- Born: 17 June 1887 Saint Petersburg
- Died: 11 August 1958 (aged 60) Saint Petersburg, Soviet Union
- Education: Saint Petersburg State University, Saint Petersburg State Polytechnic University
- Awards: Order of Lenin
- Scientific career
- Fields: Physics
- Workplaces: College of Precise Mechanics and Optics, Institute for Precise Mechanics and Optics

= Georgy Mihailovich Kondratiev =

Soviet physicist (1887–1958)

Georgy Mihailovich Kondratiev (Георгий Михайлович Кондратьев, 17 June 1887 – 11 August 1958) was a Russian physicist, specialist in thermal measurements.

==Biography==

Graduated from Saint Petersburg State University in 1912 and from Saint Petersburg State Polytechnic University in 1923. In 1917-1918 attended High Course of Pedagogic.
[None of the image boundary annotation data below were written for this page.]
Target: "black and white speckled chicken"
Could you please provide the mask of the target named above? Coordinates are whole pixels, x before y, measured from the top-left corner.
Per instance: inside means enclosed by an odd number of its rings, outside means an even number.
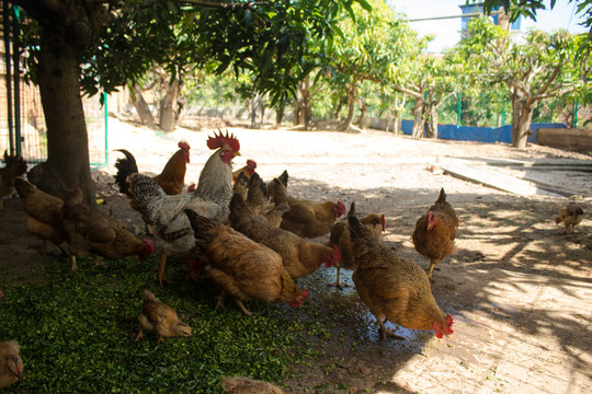
[[[205,163],[197,187],[191,193],[170,196],[148,176],[136,173],[127,178],[134,205],[155,234],[164,242],[158,270],[161,287],[162,281],[167,281],[167,255],[179,253],[184,256],[187,267],[193,264],[193,256],[189,252],[195,240],[183,210],[191,209],[216,223],[228,218],[228,204],[232,197],[232,159],[240,154],[240,144],[235,136],[219,132],[207,140],[207,146],[216,149],[216,152]]]

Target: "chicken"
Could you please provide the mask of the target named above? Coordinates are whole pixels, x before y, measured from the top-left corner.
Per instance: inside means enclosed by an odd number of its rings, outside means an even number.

From 1924 to 1943 was a head of a laboratory and a head of a department in the Research Institute of Meteorology in Leningrad. In 1932 became chairman of Thermal Insulation Committee and a member of The Central board of Scientific and Technical Society of Energetic Industry Workers.
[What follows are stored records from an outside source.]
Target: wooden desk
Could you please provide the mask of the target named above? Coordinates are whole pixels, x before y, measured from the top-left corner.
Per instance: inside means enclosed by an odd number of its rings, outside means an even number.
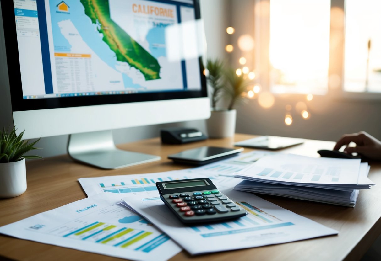
[[[16,197],[0,199],[0,226],[27,218],[86,197],[77,181],[80,177],[138,174],[189,167],[174,165],[168,154],[206,145],[232,146],[234,141],[255,136],[237,134],[232,138],[209,140],[179,146],[162,145],[158,138],[120,146],[121,148],[161,156],[160,161],[111,170],[94,169],[75,162],[64,155],[27,164],[28,188]],[[283,150],[311,156],[331,149],[329,142],[307,140]],[[246,149],[245,152],[252,150]],[[369,177],[381,184],[381,164],[371,162]],[[356,207],[340,207],[285,197],[258,194],[285,208],[339,231],[337,236],[192,257],[184,251],[171,260],[358,260],[381,233],[381,188],[373,186],[360,192]],[[106,256],[22,240],[0,235],[0,259],[21,260],[122,260]]]

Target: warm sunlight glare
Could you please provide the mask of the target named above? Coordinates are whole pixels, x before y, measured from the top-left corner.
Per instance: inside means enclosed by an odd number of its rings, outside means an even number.
[[[309,113],[307,111],[302,111],[302,117],[304,119],[308,119],[309,117]]]
[[[241,35],[238,38],[237,43],[239,48],[245,52],[250,51],[254,48],[254,40],[250,35]]]
[[[243,65],[246,63],[246,58],[245,57],[241,57],[239,59],[239,63]]]
[[[233,46],[231,45],[228,45],[225,46],[225,49],[228,53],[231,53],[233,51],[233,49],[234,49],[234,48],[233,48]]]
[[[234,33],[235,30],[231,26],[226,28],[226,32],[229,33],[229,35],[232,35]]]
[[[255,73],[254,73],[254,72],[250,72],[248,75],[248,76],[249,77],[249,80],[253,80],[255,78]]]
[[[330,0],[271,0],[270,5],[270,59],[276,75],[272,87],[301,93],[326,90]]]
[[[258,97],[258,103],[263,108],[270,108],[274,105],[275,98],[271,92],[262,92]]]

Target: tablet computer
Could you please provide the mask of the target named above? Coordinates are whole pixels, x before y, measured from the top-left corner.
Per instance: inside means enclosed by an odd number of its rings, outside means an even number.
[[[304,140],[301,138],[279,137],[276,136],[262,136],[236,142],[234,145],[242,147],[276,150],[301,144],[304,142]]]
[[[176,162],[203,165],[232,157],[243,151],[243,148],[237,149],[204,146],[170,155],[168,158]]]

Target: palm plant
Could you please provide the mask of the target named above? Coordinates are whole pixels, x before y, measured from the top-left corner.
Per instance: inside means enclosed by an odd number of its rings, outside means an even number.
[[[0,163],[14,162],[22,158],[42,159],[36,155],[24,155],[30,150],[39,148],[33,146],[40,139],[28,144],[29,140],[22,140],[25,130],[17,136],[16,129],[16,126],[14,126],[9,134],[4,128],[0,132]]]
[[[217,102],[219,99],[221,91],[225,86],[224,79],[225,73],[225,65],[224,62],[219,59],[212,60],[208,59],[206,66],[208,73],[207,80],[212,88],[211,107],[215,108]]]
[[[244,94],[248,83],[243,76],[237,75],[231,68],[227,70],[225,75],[227,84],[225,85],[224,91],[230,100],[227,109],[232,110],[236,104],[245,100]]]

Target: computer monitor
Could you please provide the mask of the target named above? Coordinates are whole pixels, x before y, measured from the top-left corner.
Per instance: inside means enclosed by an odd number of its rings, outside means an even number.
[[[111,130],[208,118],[197,0],[1,1],[14,123],[26,138],[70,134],[104,169],[160,157]]]

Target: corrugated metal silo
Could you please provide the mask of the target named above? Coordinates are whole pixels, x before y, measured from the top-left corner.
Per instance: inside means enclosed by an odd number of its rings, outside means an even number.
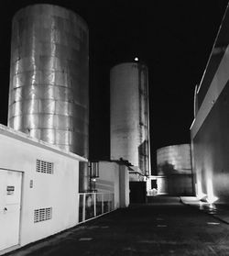
[[[148,75],[146,65],[114,66],[111,85],[111,159],[150,172]]]
[[[13,19],[8,126],[88,157],[88,28],[77,14],[28,6]]]

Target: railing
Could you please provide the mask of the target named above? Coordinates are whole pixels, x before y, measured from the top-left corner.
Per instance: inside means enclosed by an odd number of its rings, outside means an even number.
[[[111,212],[114,209],[112,193],[79,194],[79,222]]]

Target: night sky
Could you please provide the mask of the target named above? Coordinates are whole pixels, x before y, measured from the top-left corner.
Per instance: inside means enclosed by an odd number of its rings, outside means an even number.
[[[35,3],[74,10],[90,32],[90,158],[109,159],[109,72],[136,56],[148,67],[153,169],[156,150],[190,142],[194,88],[201,82],[228,1],[3,1],[0,123],[7,124],[14,14]],[[228,31],[229,32],[229,31]]]

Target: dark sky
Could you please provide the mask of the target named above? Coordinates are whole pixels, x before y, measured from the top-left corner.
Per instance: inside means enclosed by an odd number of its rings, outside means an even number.
[[[2,3],[3,2],[3,3]],[[74,10],[90,31],[90,156],[109,158],[109,71],[137,56],[149,72],[152,159],[156,150],[190,142],[193,95],[228,1],[2,1],[0,123],[6,125],[11,20],[28,4]]]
From the year 1935 took significant part in scientific life of many institutes, like Leningrad Region State Institute for Thermal Machine Engineering, Institute of Refractory Materials, etc. In 1936 became professor of Leningrad Institute for Cooling Industry.

In 1940 Georgy Kondratiev received Doctor degree.

In Leningrad Institute for Precise Mechanics and Optics Georgy Kondratiev occupied several positions: head of the Heat-control Department (1938-1942); head of the Physics Department (1949-1950); head of the Thermal Physics Department (1948); and head of the Thermal and Measurement Devices Department (1956-1958). From 1948-1952 was elected Dean of Department of Engineering and Physics department.

Georgy Condratiev founded scientific school of heat and mass exchange in instrumentation area. Also, Georgy Condratiev developed a few devices.

in 1949 he was awarded USSR State Prize for design of devices that were able to measure material heat properties in a short time. In 1957 he was awarded degree of Honoured master of sciences and engineering.

He also was awarded Order of Lenin, Order of the Red Star, Medal "For the Defence of Stalingrad" and by Medal "For Valiant Labour in the Great Patriotic War 1941–1945".